This year, Dahlia worked on the inclement weather resolution, which proposed a change to Clark’s inclement weather policy to hold classes online in the event of a governmental weather warning. The policy was voted affirmatively through student council, and is currently being reviewed by human resources at Clark University.

Dahlia’s platform also includes space for expanding “community bonding events” such as Halloweekend, GALA, and WinterFest.

“Community bonding isn’t just talking to people,” they concluded, “It is also dancing, laughing, and sharing food and good stories with those around you.”

Ashley Valois is a sophomore studying Political Science. She works as a Program Assistant at Clark University’s Center for Gender, Race, and Area Studies. Ashley has been an Equity and Inclusion Representative at CUSC for two years.
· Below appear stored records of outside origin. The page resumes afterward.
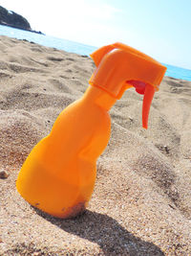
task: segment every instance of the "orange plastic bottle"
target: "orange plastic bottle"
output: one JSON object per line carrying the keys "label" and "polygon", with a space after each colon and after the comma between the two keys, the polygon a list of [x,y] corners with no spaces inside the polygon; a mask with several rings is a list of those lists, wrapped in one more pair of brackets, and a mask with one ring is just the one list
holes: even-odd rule
{"label": "orange plastic bottle", "polygon": [[32,151],[16,187],[32,205],[58,218],[84,211],[91,198],[96,159],[110,139],[108,111],[123,92],[143,94],[142,125],[147,128],[150,105],[166,68],[121,43],[92,54],[96,69],[84,96],[66,107],[51,133]]}

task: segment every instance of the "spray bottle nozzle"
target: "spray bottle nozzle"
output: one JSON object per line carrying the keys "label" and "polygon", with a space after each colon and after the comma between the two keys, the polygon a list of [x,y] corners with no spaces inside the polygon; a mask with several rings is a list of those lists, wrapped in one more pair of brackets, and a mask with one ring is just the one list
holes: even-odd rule
{"label": "spray bottle nozzle", "polygon": [[147,128],[150,105],[166,67],[122,43],[103,46],[91,57],[96,69],[90,79],[90,84],[102,88],[116,99],[120,99],[130,87],[135,87],[138,93],[144,95],[142,127]]}

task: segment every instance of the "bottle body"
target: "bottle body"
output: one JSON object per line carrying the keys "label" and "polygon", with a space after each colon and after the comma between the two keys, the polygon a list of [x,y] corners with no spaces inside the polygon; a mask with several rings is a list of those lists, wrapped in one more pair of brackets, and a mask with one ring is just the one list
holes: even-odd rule
{"label": "bottle body", "polygon": [[54,217],[71,218],[85,209],[95,186],[96,159],[110,138],[110,116],[100,104],[103,92],[90,87],[60,113],[17,178],[21,196]]}

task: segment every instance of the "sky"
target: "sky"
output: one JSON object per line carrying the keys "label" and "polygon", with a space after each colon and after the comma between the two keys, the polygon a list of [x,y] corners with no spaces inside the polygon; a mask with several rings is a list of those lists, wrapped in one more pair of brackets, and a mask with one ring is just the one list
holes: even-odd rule
{"label": "sky", "polygon": [[117,41],[191,69],[191,0],[0,0],[48,35],[100,47]]}

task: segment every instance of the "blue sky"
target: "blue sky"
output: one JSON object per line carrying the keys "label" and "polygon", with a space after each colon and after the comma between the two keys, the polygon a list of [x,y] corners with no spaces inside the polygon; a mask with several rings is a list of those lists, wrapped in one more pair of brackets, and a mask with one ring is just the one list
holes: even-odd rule
{"label": "blue sky", "polygon": [[46,35],[102,46],[121,41],[191,69],[191,0],[0,0]]}

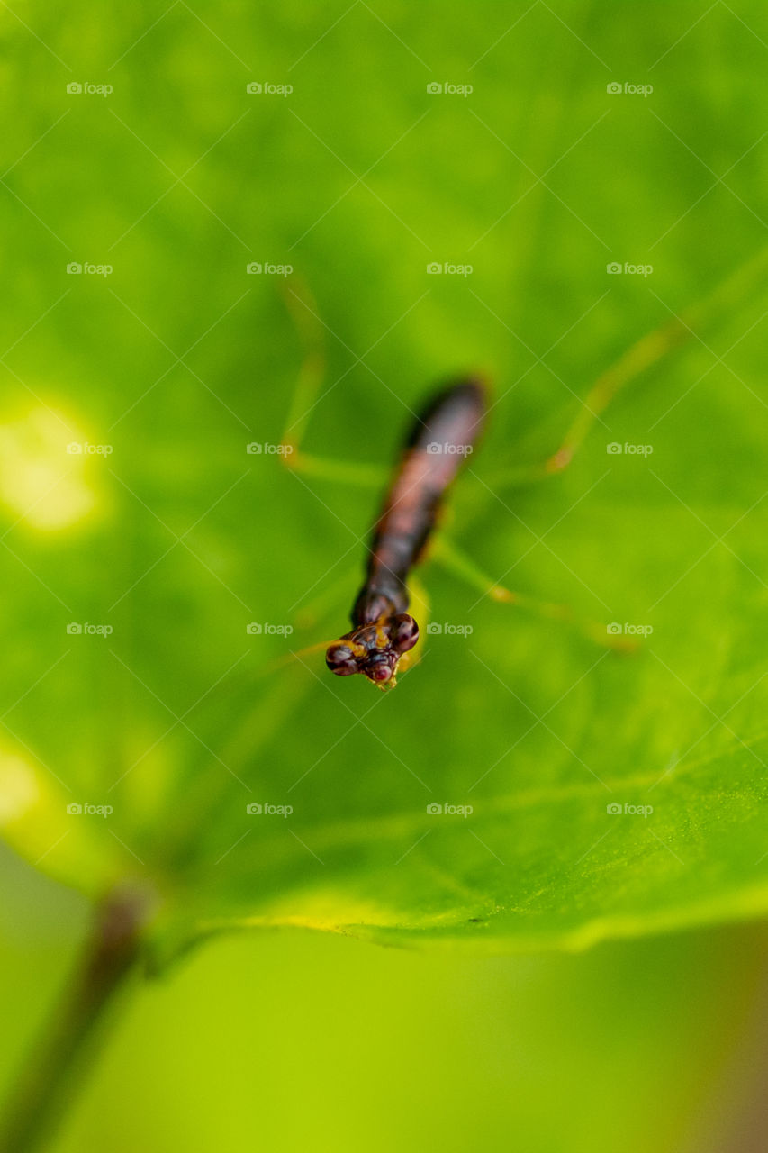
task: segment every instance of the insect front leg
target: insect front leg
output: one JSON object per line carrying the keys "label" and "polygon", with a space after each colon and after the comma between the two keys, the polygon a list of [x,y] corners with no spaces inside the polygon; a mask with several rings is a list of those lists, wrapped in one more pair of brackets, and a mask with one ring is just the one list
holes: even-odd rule
{"label": "insect front leg", "polygon": [[499,581],[491,580],[475,564],[472,557],[468,557],[442,533],[438,533],[435,537],[431,556],[447,572],[453,573],[454,576],[459,576],[472,588],[477,589],[482,596],[488,596],[491,601],[496,601],[497,604],[513,605],[548,620],[562,620],[587,636],[590,641],[594,641],[594,643],[604,648],[632,653],[639,647],[638,641],[634,639],[609,633],[605,624],[574,613],[573,609],[567,604],[541,601],[528,596],[527,593],[513,591]]}

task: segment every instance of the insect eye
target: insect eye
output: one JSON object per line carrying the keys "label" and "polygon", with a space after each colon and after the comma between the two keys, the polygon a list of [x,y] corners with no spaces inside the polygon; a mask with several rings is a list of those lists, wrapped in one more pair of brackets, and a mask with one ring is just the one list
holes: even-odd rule
{"label": "insect eye", "polygon": [[351,677],[359,671],[348,645],[331,645],[325,651],[325,664],[337,677]]}
{"label": "insect eye", "polygon": [[419,625],[408,612],[392,618],[391,643],[397,653],[407,653],[419,640]]}

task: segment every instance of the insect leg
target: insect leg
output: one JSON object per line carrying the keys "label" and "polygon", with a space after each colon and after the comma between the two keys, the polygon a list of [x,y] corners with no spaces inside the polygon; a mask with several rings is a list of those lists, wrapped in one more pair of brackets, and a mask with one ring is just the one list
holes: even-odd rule
{"label": "insect leg", "polygon": [[[317,304],[298,278],[291,278],[284,288],[285,302],[302,347],[302,362],[296,386],[286,416],[280,444],[280,458],[287,468],[319,480],[338,481],[355,487],[379,488],[386,472],[364,462],[354,464],[314,457],[301,449],[311,414],[322,400],[325,379],[325,339]],[[330,385],[329,390],[333,385]]]}
{"label": "insect leg", "polygon": [[562,473],[571,464],[602,413],[619,392],[662,361],[675,348],[692,340],[701,340],[699,336],[701,330],[711,326],[723,315],[732,314],[741,303],[754,296],[765,282],[767,269],[768,249],[763,249],[756,257],[747,261],[720,284],[703,301],[699,301],[679,315],[670,316],[660,327],[647,332],[597,377],[559,446],[547,460],[539,465],[506,469],[497,476],[490,476],[488,485],[491,489],[519,487],[543,481]]}
{"label": "insect leg", "polygon": [[475,564],[472,557],[468,557],[442,533],[438,533],[435,537],[431,558],[447,572],[453,573],[454,576],[467,581],[479,593],[489,596],[491,601],[496,601],[499,604],[514,605],[548,620],[562,620],[585,636],[588,636],[596,645],[604,646],[605,648],[618,649],[625,653],[634,651],[638,648],[635,640],[609,633],[604,623],[580,617],[567,604],[540,601],[536,597],[528,596],[527,593],[517,593],[506,588],[505,585],[492,581]]}

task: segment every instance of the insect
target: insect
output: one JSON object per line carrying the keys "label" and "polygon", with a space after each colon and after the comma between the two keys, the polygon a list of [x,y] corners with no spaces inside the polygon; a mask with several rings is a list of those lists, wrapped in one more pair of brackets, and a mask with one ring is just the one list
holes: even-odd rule
{"label": "insect", "polygon": [[[768,250],[738,269],[708,297],[682,316],[667,319],[660,327],[640,337],[618,360],[603,368],[585,399],[579,400],[580,408],[562,434],[555,451],[537,464],[505,465],[482,482],[487,493],[494,496],[510,487],[545,482],[569,468],[597,422],[609,431],[601,414],[617,393],[710,325],[722,315],[725,304],[732,309],[735,302],[750,299],[765,279],[767,263]],[[296,476],[333,480],[355,487],[379,484],[376,466],[318,458],[301,449],[307,423],[319,402],[324,371],[323,330],[327,326],[319,319],[308,289],[299,281],[287,288],[286,303],[302,337],[304,356],[283,435],[283,464]],[[334,386],[331,385],[331,389]],[[326,640],[302,650],[309,654],[324,649],[325,663],[337,676],[362,673],[379,688],[389,689],[396,684],[398,670],[405,670],[413,660],[419,625],[407,611],[409,594],[406,578],[423,555],[427,540],[436,526],[441,502],[466,454],[476,443],[488,407],[482,380],[466,377],[443,389],[416,419],[374,529],[366,580],[352,610],[353,627],[338,640]],[[309,488],[306,482],[302,483]],[[604,621],[581,618],[567,605],[539,601],[506,588],[484,573],[444,534],[438,532],[435,537],[435,559],[476,588],[481,598],[488,596],[500,604],[562,620],[590,641],[610,649],[624,653],[637,649],[633,638],[612,635],[607,632]],[[301,660],[302,653],[291,653],[285,660]]]}
{"label": "insect", "polygon": [[406,579],[424,551],[447,487],[480,436],[485,407],[482,382],[467,377],[441,390],[416,417],[374,528],[352,631],[325,653],[337,677],[362,673],[379,688],[393,688],[398,666],[407,665],[419,625],[406,611]]}

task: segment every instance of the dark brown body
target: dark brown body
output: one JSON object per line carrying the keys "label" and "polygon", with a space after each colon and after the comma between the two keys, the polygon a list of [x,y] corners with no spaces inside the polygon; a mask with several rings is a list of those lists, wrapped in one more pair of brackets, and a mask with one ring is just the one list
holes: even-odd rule
{"label": "dark brown body", "polygon": [[442,497],[480,436],[485,414],[482,383],[458,380],[417,417],[374,528],[366,581],[352,610],[353,631],[330,646],[326,664],[339,676],[363,672],[384,687],[398,661],[416,643],[419,626],[406,609],[406,579],[419,560]]}

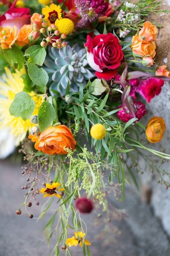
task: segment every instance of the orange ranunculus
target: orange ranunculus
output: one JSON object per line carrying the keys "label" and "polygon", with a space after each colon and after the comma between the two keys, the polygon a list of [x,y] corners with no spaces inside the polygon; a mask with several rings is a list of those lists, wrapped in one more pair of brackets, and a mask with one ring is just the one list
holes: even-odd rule
{"label": "orange ranunculus", "polygon": [[155,143],[162,139],[165,130],[164,120],[162,117],[154,116],[149,120],[145,133],[149,142]]}
{"label": "orange ranunculus", "polygon": [[41,14],[35,12],[31,17],[31,21],[33,25],[36,24],[40,29],[42,24],[42,17]]}
{"label": "orange ranunculus", "polygon": [[30,135],[28,138],[35,142],[35,149],[49,155],[67,154],[64,147],[73,150],[76,145],[71,130],[64,125],[48,127],[39,136]]}
{"label": "orange ranunculus", "polygon": [[[4,31],[5,33],[4,33]],[[6,39],[4,39],[4,36],[7,37]],[[11,26],[3,27],[0,30],[0,43],[1,48],[11,49],[12,46],[15,43],[18,37],[17,28],[15,25],[14,28]]]}
{"label": "orange ranunculus", "polygon": [[144,40],[141,37],[138,36],[137,34],[132,37],[131,45],[133,52],[140,56],[150,55],[150,58],[153,58],[156,54],[156,44],[154,42],[148,42]]}
{"label": "orange ranunculus", "polygon": [[160,66],[158,67],[155,72],[157,76],[165,76],[170,77],[170,71],[166,69],[166,66]]}
{"label": "orange ranunculus", "polygon": [[29,43],[28,36],[32,31],[31,25],[24,25],[19,30],[17,43],[19,46],[24,46]]}
{"label": "orange ranunculus", "polygon": [[158,34],[157,28],[150,21],[143,23],[143,26],[139,32],[139,36],[145,36],[146,41],[150,42],[155,40]]}

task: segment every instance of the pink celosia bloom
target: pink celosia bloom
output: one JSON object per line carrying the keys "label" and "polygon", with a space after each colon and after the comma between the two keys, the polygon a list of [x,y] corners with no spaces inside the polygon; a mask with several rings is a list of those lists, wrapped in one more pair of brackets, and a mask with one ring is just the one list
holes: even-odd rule
{"label": "pink celosia bloom", "polygon": [[[135,122],[136,123],[140,121],[142,117],[145,115],[146,113],[146,110],[145,104],[140,101],[136,101],[133,100],[133,102],[136,117],[136,118],[138,119],[138,120]],[[123,108],[117,112],[117,116],[124,123],[127,123],[129,120],[133,118],[133,117],[130,113],[124,103],[122,103],[119,106],[119,108]]]}

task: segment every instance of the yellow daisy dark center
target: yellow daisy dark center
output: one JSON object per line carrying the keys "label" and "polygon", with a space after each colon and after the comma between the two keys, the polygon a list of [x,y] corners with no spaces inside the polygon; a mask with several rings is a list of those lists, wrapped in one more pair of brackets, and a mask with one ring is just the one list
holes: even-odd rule
{"label": "yellow daisy dark center", "polygon": [[45,190],[45,192],[46,192],[49,195],[53,195],[53,194],[56,193],[56,192],[55,191],[56,189],[56,188],[54,188],[52,189],[47,188]]}
{"label": "yellow daisy dark center", "polygon": [[51,23],[54,23],[55,21],[58,19],[58,13],[55,11],[53,11],[49,12],[49,16],[48,19],[50,20]]}

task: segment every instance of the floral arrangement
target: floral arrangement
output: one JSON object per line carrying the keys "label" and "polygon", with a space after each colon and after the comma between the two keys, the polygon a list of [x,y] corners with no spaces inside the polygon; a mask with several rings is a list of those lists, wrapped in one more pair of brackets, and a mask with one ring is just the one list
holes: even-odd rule
{"label": "floral arrangement", "polygon": [[79,244],[90,255],[82,215],[95,209],[109,230],[123,213],[110,210],[107,196],[122,199],[132,180],[138,187],[139,158],[169,186],[161,166],[170,155],[153,144],[163,136],[163,117],[148,120],[145,105],[170,80],[155,61],[159,25],[144,19],[167,11],[161,2],[1,1],[1,126],[25,161],[27,193],[16,213],[24,206],[32,218],[28,207],[43,195],[39,219],[57,203],[44,228],[48,240],[60,230],[51,255],[71,255]]}

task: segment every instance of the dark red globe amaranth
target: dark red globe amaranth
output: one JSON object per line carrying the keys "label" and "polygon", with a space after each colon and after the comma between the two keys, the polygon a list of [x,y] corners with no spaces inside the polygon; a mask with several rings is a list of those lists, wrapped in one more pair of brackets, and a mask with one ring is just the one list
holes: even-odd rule
{"label": "dark red globe amaranth", "polygon": [[84,196],[77,200],[76,207],[82,213],[90,213],[93,209],[93,205],[91,200]]}
{"label": "dark red globe amaranth", "polygon": [[[136,123],[140,121],[142,117],[145,115],[146,113],[146,110],[145,104],[140,101],[137,101],[133,100],[133,102],[136,117],[138,119],[138,120],[135,121],[135,122]],[[133,118],[133,116],[125,104],[123,103],[119,106],[118,108],[123,108],[117,112],[117,116],[124,123],[127,123],[129,120]]]}

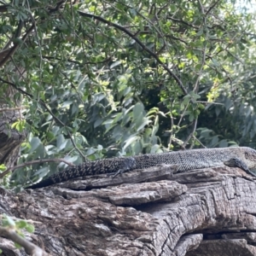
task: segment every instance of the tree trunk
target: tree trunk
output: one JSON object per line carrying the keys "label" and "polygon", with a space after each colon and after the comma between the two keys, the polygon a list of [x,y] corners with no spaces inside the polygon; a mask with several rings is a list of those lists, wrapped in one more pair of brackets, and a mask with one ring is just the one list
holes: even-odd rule
{"label": "tree trunk", "polygon": [[254,178],[229,167],[173,171],[2,193],[2,212],[35,221],[26,237],[51,255],[256,255]]}

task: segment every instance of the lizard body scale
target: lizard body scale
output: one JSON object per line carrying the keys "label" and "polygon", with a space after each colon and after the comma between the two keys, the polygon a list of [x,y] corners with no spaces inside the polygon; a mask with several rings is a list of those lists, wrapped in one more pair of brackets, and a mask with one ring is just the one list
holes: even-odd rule
{"label": "lizard body scale", "polygon": [[26,189],[46,187],[84,176],[113,172],[116,174],[123,173],[136,169],[155,166],[160,164],[177,166],[177,172],[228,166],[240,167],[247,173],[256,176],[249,170],[256,167],[256,150],[247,147],[203,148],[88,161],[81,165],[68,166],[63,172],[57,172]]}

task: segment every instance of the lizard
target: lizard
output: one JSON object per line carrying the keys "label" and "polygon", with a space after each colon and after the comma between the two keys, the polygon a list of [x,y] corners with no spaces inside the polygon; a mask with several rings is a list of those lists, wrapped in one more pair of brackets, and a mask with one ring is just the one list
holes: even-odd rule
{"label": "lizard", "polygon": [[249,170],[256,167],[256,150],[247,147],[200,148],[86,161],[68,166],[64,171],[26,189],[43,188],[76,177],[104,173],[114,173],[114,177],[128,171],[145,169],[160,164],[176,166],[176,172],[227,166],[239,167],[256,177],[256,174]]}

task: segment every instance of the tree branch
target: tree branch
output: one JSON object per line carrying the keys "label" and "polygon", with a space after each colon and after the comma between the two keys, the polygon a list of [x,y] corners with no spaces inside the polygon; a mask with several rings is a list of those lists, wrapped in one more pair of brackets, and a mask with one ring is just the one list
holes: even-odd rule
{"label": "tree branch", "polygon": [[84,16],[84,17],[88,17],[88,18],[93,18],[93,19],[96,19],[97,20],[100,20],[105,24],[108,24],[108,26],[113,26],[122,32],[124,32],[125,33],[126,33],[128,36],[130,36],[132,39],[134,39],[142,48],[143,50],[147,51],[148,53],[150,54],[150,55],[152,55],[156,61],[157,62],[161,65],[163,67],[163,68],[167,71],[167,73],[176,80],[176,82],[177,83],[178,86],[180,87],[180,89],[182,90],[183,93],[184,95],[187,95],[188,92],[187,92],[187,90],[184,88],[182,81],[177,78],[177,76],[173,73],[172,72],[172,70],[166,65],[164,64],[160,59],[159,58],[159,56],[154,53],[150,49],[148,49],[147,46],[145,46],[144,44],[143,44],[136,36],[134,36],[129,30],[127,30],[126,28],[125,28],[124,26],[119,26],[118,24],[115,24],[115,23],[113,23],[109,20],[105,20],[104,18],[102,17],[100,17],[100,16],[97,16],[97,15],[90,15],[90,14],[87,14],[87,13],[84,13],[82,11],[78,11],[78,13],[81,15],[81,16]]}
{"label": "tree branch", "polygon": [[68,165],[68,166],[74,166],[74,164],[67,161],[66,160],[64,160],[63,158],[55,158],[55,159],[40,159],[40,160],[32,160],[32,161],[29,161],[26,163],[23,163],[10,168],[8,168],[6,171],[4,171],[3,172],[0,173],[0,178],[3,177],[6,174],[8,174],[10,172],[15,171],[15,169],[20,168],[20,167],[24,167],[24,166],[27,166],[30,165],[33,165],[33,164],[39,164],[39,163],[48,163],[48,162],[64,162],[65,164]]}

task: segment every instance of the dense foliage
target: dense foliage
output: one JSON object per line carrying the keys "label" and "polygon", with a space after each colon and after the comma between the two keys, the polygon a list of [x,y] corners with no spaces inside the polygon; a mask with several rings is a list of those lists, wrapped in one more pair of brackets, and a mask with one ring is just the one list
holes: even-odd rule
{"label": "dense foliage", "polygon": [[[0,11],[1,90],[25,107],[20,163],[256,148],[253,13],[209,0],[17,0]],[[56,166],[23,167],[12,183]]]}

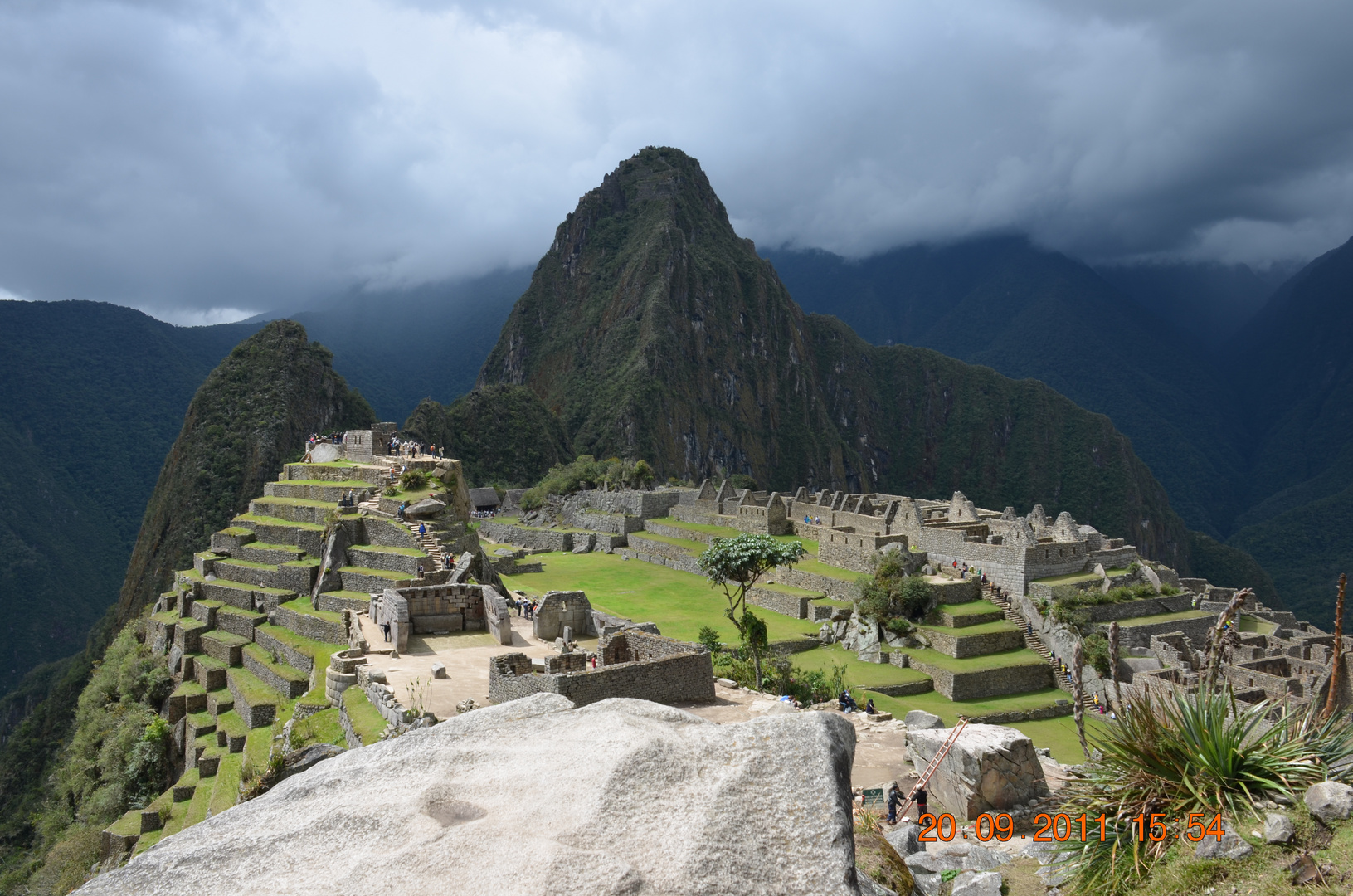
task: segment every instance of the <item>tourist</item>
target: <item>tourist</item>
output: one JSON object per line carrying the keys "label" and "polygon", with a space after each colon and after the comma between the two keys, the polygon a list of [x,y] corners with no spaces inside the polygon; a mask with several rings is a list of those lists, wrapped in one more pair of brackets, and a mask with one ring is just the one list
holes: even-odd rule
{"label": "tourist", "polygon": [[[870,701],[873,702],[873,701]],[[888,788],[888,823],[897,824],[897,807],[907,801],[902,796],[902,789],[897,786],[897,781],[893,781],[893,786]]]}

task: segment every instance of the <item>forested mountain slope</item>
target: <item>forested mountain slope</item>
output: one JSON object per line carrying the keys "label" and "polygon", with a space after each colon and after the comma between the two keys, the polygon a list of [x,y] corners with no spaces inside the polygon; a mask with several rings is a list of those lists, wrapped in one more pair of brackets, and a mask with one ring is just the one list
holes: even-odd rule
{"label": "forested mountain slope", "polygon": [[1108,418],[805,315],[679,150],[622,162],[559,226],[480,372],[499,382],[576,451],[663,476],[1042,502],[1188,567],[1183,521]]}
{"label": "forested mountain slope", "polygon": [[84,647],[116,601],[183,411],[253,325],[0,302],[0,693]]}

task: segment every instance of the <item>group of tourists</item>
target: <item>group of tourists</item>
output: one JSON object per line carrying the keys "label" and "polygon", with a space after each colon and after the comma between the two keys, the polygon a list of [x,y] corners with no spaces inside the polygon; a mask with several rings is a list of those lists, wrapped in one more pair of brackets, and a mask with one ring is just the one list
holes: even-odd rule
{"label": "group of tourists", "polygon": [[530,600],[526,600],[526,598],[520,598],[518,600],[518,598],[509,597],[507,601],[517,610],[517,616],[522,616],[525,619],[536,619],[536,610],[540,609],[540,598],[536,598],[536,597],[533,597]]}
{"label": "group of tourists", "polygon": [[[981,568],[978,568],[976,566],[969,566],[967,562],[963,562],[963,564],[959,566],[958,560],[954,560],[954,568],[958,570],[958,578],[959,579],[966,579],[969,575],[981,575],[982,577],[982,585],[986,585],[986,571],[985,570],[981,570]],[[1000,589],[997,589],[997,591],[999,590]]]}
{"label": "group of tourists", "polygon": [[[916,788],[912,793],[912,800],[916,803],[916,817],[923,819],[930,815],[930,808],[925,805],[925,788]],[[907,794],[902,789],[893,782],[893,786],[888,789],[888,823],[897,824],[897,809],[907,803]]]}

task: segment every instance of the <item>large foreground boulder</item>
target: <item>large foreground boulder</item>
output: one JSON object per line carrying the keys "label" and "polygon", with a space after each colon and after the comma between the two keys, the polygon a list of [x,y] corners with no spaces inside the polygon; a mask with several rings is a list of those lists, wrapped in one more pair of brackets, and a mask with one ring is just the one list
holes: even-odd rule
{"label": "large foreground boulder", "polygon": [[858,896],[855,730],[536,694],[326,759],[93,893]]}
{"label": "large foreground boulder", "polygon": [[[917,770],[930,763],[948,735],[948,728],[912,731],[908,725],[907,746]],[[955,817],[967,822],[984,812],[1008,812],[1049,794],[1034,742],[1003,725],[963,728],[931,778],[930,792]]]}

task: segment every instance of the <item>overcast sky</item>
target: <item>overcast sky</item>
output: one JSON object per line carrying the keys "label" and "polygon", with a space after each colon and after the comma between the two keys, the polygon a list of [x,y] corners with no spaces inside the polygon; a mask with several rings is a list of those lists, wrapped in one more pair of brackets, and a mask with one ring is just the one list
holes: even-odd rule
{"label": "overcast sky", "polygon": [[7,0],[0,296],[200,322],[533,264],[649,143],[763,246],[1310,259],[1353,236],[1350,34],[1346,0]]}

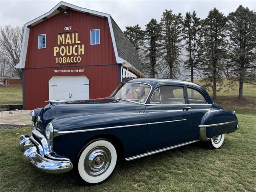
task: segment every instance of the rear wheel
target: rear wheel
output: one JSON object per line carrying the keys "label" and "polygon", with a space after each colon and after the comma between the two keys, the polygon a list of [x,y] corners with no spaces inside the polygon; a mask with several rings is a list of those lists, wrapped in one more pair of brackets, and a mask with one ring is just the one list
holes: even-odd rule
{"label": "rear wheel", "polygon": [[220,148],[223,143],[225,134],[214,136],[208,141],[208,145],[210,149]]}
{"label": "rear wheel", "polygon": [[82,185],[98,184],[110,177],[117,162],[117,150],[110,141],[94,140],[80,151],[73,168],[73,175]]}

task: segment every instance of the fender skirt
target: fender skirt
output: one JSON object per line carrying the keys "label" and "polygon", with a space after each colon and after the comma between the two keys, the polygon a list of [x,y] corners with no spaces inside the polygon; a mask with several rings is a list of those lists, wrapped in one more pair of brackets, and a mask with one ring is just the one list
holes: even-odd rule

She is also the Co-President and former Secretary for the ASU (Asian Student Union) and a member of the Clark University Pre-Law Society.

Ashley hopes to foster more collaboration between multicultural clubs at Clark, such as ASU and LASO, and affinity groups on campus.

“I call Hawai’i home, and back home, community is a huge part in the way we interact with each other,” she said. “We call it the ‘aloha spirit,’ and the easiest way to put it is [that] the way you interact with people should be filled with love…our ticket wants to ensure that Clark is a better place so people can move, live, and breathe with love.”

Najia Lloyd, a sophomore studying Political Science and Women and Gender Studies, is running for treasurer on behalf of the Dream ticket. She currently serves on student council’s finance committee, and is also the Treasurer for the Democrats of Clark University.

Najia emphasized the importance of traditions and student programming on campus. She was a part of organizing Halloweekend with the rest of CUSC and hopes to host more events such as Winterfest, which was new in the 2022-2023 school year.

Najia hopes to tackle accessibility on campus alongside presidential candidate Sammi Bosque, as well as promoting better financial transparency between CUSC and the student body.

Student council elections are on Wednesday, March 29 beginning at 12:00 p.m.